Starting with the Green Revolution in the 1960s, there has been a fairly steady increase in food yield per acre of 2 percent or more per year. But there has been no new big round of technology that increases crop yield since then, and new factors are coming into play, such as more severe weather disruption (due in part to global warming); increased land degradation and loss of irrigation water, and shrinking available arable land to expand agriculture.
And as global warming accelerates, the consequences will severely reduce our agricultural production because of droughts, storms, flooding, and temperature increases in key growing zones, such as the American Midwest.
But there's a huge opportunity that would help reverse the trends. "From farm to fork," as the experts say, how much food do you think is wasted, lost, thrown away, spoiled or otherwise not used? The answer: a staggering 30 percent globally.
In the United States, nearly 40 million tons of food a year ends up in landfills, according to the Food Waste Reduction Alliance, an industry group that has started to wrestle with this problem.
Most demographers predict that the world's population will stabilize somewhere between 9 billion and 10 billion in roughly two decades. One of the very few courses that will allow us to feed this many people is to reduce food waste.
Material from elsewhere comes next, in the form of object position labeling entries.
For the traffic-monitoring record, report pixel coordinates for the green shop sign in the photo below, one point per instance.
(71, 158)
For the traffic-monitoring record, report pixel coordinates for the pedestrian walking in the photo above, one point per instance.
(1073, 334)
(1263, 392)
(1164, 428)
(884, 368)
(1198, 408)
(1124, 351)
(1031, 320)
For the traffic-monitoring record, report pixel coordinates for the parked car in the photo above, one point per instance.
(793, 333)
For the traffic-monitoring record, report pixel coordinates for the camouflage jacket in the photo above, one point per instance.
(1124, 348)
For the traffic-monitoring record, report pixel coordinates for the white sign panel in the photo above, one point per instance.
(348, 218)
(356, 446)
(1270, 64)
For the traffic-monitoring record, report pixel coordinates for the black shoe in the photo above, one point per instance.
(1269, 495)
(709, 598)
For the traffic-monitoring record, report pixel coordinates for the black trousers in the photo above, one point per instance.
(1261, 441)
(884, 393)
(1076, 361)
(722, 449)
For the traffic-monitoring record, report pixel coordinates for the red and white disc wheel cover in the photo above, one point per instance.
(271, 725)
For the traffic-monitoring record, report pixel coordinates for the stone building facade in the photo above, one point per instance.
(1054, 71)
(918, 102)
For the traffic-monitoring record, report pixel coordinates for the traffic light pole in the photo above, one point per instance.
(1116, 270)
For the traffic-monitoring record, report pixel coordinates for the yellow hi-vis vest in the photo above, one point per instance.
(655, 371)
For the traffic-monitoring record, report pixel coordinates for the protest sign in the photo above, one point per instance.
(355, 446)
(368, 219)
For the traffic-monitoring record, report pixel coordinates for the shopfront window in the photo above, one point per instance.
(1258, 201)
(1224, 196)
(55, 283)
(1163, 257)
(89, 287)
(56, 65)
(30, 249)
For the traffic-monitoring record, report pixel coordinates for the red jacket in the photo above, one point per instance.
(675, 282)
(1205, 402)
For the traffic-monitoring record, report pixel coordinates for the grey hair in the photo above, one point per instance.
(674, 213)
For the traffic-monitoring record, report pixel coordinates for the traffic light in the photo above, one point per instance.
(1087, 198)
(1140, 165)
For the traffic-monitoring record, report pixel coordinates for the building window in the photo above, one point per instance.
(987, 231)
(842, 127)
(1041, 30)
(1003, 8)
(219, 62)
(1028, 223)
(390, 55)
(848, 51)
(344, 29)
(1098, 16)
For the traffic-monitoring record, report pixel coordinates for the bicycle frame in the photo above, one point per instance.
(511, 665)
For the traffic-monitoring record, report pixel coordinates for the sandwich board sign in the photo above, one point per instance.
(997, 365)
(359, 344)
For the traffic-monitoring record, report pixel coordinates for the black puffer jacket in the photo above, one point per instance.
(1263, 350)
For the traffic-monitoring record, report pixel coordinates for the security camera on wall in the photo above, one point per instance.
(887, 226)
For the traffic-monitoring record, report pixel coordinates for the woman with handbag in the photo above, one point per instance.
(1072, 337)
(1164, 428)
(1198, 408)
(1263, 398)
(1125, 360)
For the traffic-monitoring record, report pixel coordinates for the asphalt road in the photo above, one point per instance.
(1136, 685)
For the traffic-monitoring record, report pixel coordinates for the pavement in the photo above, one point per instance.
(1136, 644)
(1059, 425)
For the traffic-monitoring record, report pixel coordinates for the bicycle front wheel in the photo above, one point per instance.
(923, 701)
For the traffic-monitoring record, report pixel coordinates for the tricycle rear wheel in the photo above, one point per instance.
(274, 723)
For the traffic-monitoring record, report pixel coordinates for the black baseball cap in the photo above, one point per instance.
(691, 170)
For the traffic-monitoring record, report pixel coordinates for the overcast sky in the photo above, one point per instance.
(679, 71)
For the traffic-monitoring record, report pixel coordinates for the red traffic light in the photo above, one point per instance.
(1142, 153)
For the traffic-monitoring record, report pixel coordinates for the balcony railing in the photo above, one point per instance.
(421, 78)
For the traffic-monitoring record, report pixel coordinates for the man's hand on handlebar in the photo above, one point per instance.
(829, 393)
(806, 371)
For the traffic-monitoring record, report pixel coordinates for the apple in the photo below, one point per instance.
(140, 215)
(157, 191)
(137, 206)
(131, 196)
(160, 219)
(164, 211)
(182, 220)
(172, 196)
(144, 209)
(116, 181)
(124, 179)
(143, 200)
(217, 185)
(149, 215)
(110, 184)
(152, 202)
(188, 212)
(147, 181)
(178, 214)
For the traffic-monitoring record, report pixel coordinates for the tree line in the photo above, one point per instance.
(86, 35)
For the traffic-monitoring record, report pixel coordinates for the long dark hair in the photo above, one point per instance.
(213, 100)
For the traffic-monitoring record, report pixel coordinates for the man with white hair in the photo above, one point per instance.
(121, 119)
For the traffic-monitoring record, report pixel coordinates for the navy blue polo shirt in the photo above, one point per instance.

Of course this is a problem for the food industry. If you make money by producing, distributing or selling food, then the more you produce, process or sell, the more you earn. This is true whether you're a farmer or Campbell Soup Co. So if demand goes up, to the degree you can get waste out of your production chain, the more you will sell and the more you will make.
But if one of the places we eliminate waste is that part of the food chain that stretches from the point of sale, such as the supermarket, to your dining room table, that means families will be buying less food -- and that is not a happy prospect if you're in the food business.
If gains in agricultural productivity continue to decelerate, and if the pressure on crops placed by global warming increases -- and both trends seem firmly established -- we will have no other choice than to go after food waste.
The Europeans are ahead of us on this issue. There are organizations and websites in Europe that alert people to the problem of food waste. And some supermarkets in Germany and the United Kingdom sell what's called "ugly food" -- food that has passed its best sell-by date but is still safe to eat.
If you don't want to pay top price for food and you'd like to reduce food waste, then "ugly food" is for you.